Quote roopy="roopy"Sports tourism is where the real money is.
Someone going to a game in their own backyard might spend 30 to 50 dollars on everything.
Someone travelling to the UAE to watch a game might spend 3k to 5k - or 100 times as much.
Governments want those dollars flowing into their economies and will pay for events that draw tourists.
The recent cricket world cup in Aus and NZ is estimated to have generated hundreds of millions in sports tourism.
IMO the place where we really could both expand the game and generate big tourism dollars is the south east USA. This is already a massive area for tourism from RL playing countries, and it's where RL is starting to make inroads in the US.
If we could convince tourism authorities in Florida and surrounding states that a RL WC would attract 20 or 30k tourists from the UK, NZ and Aus they should be willing to fund the competition - it just makes sense.'"
I agree completely. If we can show that every 4 years the RLWC can get 20/30/40k people to visit a destination along with advertising such a comp allows to tens of millions the countries will pay handsomely and invest in our game.
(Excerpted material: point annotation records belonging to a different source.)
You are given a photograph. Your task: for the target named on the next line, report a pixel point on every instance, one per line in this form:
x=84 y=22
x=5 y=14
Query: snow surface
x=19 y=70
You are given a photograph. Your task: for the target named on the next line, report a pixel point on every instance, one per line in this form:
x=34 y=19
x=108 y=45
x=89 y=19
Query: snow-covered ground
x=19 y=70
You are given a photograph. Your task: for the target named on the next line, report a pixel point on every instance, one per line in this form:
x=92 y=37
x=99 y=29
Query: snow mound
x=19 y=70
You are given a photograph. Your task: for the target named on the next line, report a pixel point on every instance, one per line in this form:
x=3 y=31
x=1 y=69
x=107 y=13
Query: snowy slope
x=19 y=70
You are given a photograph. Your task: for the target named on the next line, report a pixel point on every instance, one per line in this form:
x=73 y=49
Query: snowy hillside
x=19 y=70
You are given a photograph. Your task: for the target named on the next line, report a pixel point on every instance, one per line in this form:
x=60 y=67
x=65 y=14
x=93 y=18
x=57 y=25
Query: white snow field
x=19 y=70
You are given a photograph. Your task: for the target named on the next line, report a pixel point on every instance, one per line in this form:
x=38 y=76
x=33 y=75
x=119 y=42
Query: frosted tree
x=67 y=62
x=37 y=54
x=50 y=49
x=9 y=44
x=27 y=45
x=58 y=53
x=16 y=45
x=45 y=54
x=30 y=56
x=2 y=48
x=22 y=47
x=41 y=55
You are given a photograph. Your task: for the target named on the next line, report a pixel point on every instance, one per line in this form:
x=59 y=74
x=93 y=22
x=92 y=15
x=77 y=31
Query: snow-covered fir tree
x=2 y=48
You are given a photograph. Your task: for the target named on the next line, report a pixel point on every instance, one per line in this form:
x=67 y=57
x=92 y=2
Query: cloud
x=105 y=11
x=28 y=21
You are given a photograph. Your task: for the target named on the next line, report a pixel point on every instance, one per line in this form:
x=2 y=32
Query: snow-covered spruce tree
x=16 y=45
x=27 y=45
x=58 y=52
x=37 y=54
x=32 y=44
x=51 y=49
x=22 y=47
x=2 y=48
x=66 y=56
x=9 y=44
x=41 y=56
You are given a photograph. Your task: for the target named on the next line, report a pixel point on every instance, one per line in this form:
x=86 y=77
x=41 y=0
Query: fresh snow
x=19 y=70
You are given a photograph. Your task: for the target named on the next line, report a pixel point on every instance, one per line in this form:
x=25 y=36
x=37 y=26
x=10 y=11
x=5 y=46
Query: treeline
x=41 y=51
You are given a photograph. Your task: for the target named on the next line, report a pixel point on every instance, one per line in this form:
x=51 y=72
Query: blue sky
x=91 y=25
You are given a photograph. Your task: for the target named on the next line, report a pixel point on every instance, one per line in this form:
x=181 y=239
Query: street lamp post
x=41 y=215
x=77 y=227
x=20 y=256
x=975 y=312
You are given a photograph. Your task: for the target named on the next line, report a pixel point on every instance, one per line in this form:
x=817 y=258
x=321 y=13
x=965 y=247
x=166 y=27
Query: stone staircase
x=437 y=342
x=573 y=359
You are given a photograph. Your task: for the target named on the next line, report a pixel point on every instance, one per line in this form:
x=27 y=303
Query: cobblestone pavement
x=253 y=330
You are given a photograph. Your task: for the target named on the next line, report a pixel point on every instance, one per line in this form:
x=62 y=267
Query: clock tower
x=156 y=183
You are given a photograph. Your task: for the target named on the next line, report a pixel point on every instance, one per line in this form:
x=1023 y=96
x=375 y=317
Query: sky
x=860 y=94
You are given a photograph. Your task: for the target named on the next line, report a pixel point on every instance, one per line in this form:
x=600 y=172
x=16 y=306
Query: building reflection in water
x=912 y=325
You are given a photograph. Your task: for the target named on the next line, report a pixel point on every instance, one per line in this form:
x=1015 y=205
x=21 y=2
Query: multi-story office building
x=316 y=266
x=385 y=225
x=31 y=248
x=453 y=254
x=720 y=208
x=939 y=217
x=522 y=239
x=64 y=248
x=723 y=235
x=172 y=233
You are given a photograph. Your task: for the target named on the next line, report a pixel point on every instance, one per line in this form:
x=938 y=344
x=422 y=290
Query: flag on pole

They will basically hand over millions of pounds for the privilege of spreading our game and there are plenty of places after UK, French, Aussie and kiwi tourism money. As you say the south East US pays millions to advertise itself as a tourist destination, Vegas, and California too, Closer to home Spain, italy and Portugal.
I've always thought it is a trick we are missing with the Pacific Islands. And England tour or a world 9s comp in the islands would be a huge opportunity for them to show off their tourism infrastructure and probably get a fair few over there and spending money, and you can't tell me the Fijians or Samoans wouldnt go nuts to see a world 9s comp with all the NRL stars or a full England tour in their back yard.